The San Francisco Giants, in the thick of the National League wild-card race, traded some relief pitchers but not Bumgarner, one of the best postseason pitchers. The Cleveland Indians did trade Bauer despite being in the thick of the A.L. Central race, to the Cincinnati Reds in a blockbuster three-way trade with the San Diego Padres on Tuesday. But the return for Bauer was significant, including help for their lineup. And the Yankees ultimately weren’t too enthused by Ray.
The Mets, who turned into surprising deadline buyers, added Stroman, and held on to Noah Syndergaard and Zack Wheeler, a pending free agent, to make a run at the playoffs after not receiving the offers they requested for their players. A Mets-Yankees deal was unlikely, though. The two teams have not made a significant trade since 2004, and the Mets believe the Yankees should pay an extra premium for their players.
“This deadline felt different,” Cashman said. “The reasons for that are hard to explain, other than the fact that I’d say most everything was out of reach based on my dialogues.
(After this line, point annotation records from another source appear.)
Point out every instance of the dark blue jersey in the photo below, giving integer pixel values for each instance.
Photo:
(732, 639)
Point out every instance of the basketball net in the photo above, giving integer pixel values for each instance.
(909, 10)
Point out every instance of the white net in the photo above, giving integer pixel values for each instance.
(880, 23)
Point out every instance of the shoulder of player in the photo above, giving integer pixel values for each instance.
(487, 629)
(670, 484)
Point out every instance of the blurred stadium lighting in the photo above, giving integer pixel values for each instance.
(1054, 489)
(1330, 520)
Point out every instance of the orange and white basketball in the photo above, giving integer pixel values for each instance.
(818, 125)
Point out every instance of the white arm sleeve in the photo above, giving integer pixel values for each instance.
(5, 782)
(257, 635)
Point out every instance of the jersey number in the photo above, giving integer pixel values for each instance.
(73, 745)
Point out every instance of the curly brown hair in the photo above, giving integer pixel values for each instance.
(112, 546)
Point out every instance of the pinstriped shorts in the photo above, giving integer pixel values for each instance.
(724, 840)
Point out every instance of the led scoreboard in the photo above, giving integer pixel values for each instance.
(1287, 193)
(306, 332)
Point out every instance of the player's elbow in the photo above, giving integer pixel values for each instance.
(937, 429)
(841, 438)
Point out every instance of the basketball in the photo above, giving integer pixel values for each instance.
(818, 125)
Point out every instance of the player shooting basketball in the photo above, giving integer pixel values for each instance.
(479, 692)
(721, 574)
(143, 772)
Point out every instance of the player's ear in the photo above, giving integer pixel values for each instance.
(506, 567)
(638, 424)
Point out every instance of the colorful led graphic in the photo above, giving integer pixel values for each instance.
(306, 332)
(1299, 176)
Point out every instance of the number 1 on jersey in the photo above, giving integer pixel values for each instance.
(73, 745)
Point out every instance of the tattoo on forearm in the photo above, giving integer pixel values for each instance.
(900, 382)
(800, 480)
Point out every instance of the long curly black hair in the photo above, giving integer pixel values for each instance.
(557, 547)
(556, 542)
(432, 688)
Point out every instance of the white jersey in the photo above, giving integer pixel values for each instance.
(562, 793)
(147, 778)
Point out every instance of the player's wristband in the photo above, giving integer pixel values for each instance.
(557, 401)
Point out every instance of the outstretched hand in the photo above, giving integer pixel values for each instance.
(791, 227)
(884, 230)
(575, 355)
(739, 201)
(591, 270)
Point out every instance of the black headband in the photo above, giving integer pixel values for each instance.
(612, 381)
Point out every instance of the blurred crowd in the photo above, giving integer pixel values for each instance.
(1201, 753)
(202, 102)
But we stayed at it and tried to see if the prices were going to change.”
The Yankees remain a talented team. Although the Astros may have moved ahead in the eyes of World Series prognosticators, the Yankees have a large cushion in their division standings and have one of the best offenses and bullpens in the A.L.
The mere fact that Yankees have already weathered 24 different players spending time on the injured list this season — several of them stars and some of them with multiple trips there — is a credit to their investment in scouting, analytics, player development and some top free agents. (Though there was only bad news on that front as well: First baseman Luke Voit, who may need surgery for his sports hernia injury, and relief pitcher David Hale joined the I.L. on Wednesday.)
Still, the Yankees haven’t won a World Series title in a decade, and their pitching was a significant factor in their playoff exit last October. It was the motivation for sending a top prospect to Seattle for starter James Paxton, and spending $108 million on signing or re-signing starting pitchers C.C. Sabathia and J.A. Happ and relievers Zack Britton and Adam Ottavino. Masahiro Tanaka, Happ and Paxton have struggled; Sabathia is on the I.L for the third time this year with a chronic knee injury; and Severino hasn’t thrown a pitch this season. Nor has Betances, who could help a bullpen whose top four relief pitchers — Aroldis Chapman, Tommy Kahnle, Britton and Ottavino — are on pace to match or top their career highs in appearances in a season.
The Yankees hope their two injured former All-Stars, Severino and Betances, return soon, for the final push for the playoffs. They will know in October if standing pat was the right move.